Harkins spent -- and the operative word here really is "spent" -- 10 years from 1992 to 2002 as the executive director at the authority, a joint Delaware-New Jersey operation that runs the Delaware Memorial Bridge, the Cape May-Lewes Ferry and five airports. He went there after serving as a top-notch political adviser and secretary of state for Republican Gov. Michael N. Castle, now a congressman.
Harkins was flagged for a personal spree, taking advantage of the authority for airplane trips, limousine travel, hotels and meals for himself, his family and his friends at hot-ticket basketball games, choice golf courses and even a college reunion.
He agreed to plead guilty to two felonies, one of mail fraud and the other of making a false statement on a tax return, but there was no agreement on how much of what he did was strictly personal and how much was legitimately the authority's business.

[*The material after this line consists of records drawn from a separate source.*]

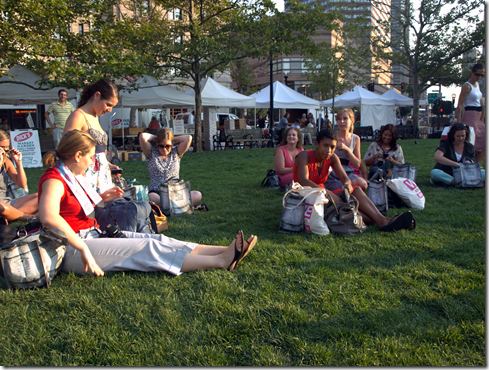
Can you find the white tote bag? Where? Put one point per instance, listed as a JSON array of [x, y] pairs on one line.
[[314, 199], [408, 191]]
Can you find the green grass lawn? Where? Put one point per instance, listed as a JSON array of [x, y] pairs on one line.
[[393, 299]]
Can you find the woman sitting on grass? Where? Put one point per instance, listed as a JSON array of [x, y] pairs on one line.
[[66, 200], [21, 208], [163, 160], [453, 150], [311, 168], [384, 153], [348, 151], [291, 145]]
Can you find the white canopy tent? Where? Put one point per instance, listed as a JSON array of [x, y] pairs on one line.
[[283, 97], [19, 94], [376, 111], [216, 95]]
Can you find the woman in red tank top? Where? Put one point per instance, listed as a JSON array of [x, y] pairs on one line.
[[311, 168]]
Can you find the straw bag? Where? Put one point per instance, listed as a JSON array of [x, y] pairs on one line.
[[34, 259]]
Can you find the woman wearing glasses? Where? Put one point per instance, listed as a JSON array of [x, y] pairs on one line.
[[164, 160], [474, 115], [453, 150], [23, 207]]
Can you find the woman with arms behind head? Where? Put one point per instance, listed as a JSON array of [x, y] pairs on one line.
[[384, 153], [95, 100], [311, 168], [348, 151], [474, 114], [285, 154], [23, 207], [67, 200], [163, 160], [453, 150]]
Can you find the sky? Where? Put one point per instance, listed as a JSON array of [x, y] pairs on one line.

His side argued his misspending amounted to $30,000, while the prosecutors said it was as high as $175,000. The sentencing was being delayed while the two sides tried to arrive at a figure.
"Every single transaction which we say was fraudulent or income to him, 80 percent of them he objected to," said Richard G. Andrews, the first assistant U.S. attorney for Delaware.
Then along came the Supreme Court. Its decision in Blakely has thrown so much doubt into the sentencing system that the justices agreed during their summer recess to consider two appeals in early October to clarify what they meant.
Victor F. Battaglia Sr., the Wilmington lawyer representing Harkins, was too cautious to say whether the case was affected by Blakely, but Andrews anticipated it would be.
"That may have an effect on this," Andrews said. "If the court says the guidelines are unconstitutional, it changes everything. It could work out to his benefit. It might possibly work to his detriment."
Harkins has been free while he awaits his sentencing. Because of the Supreme Court, he may not have much of an interruption.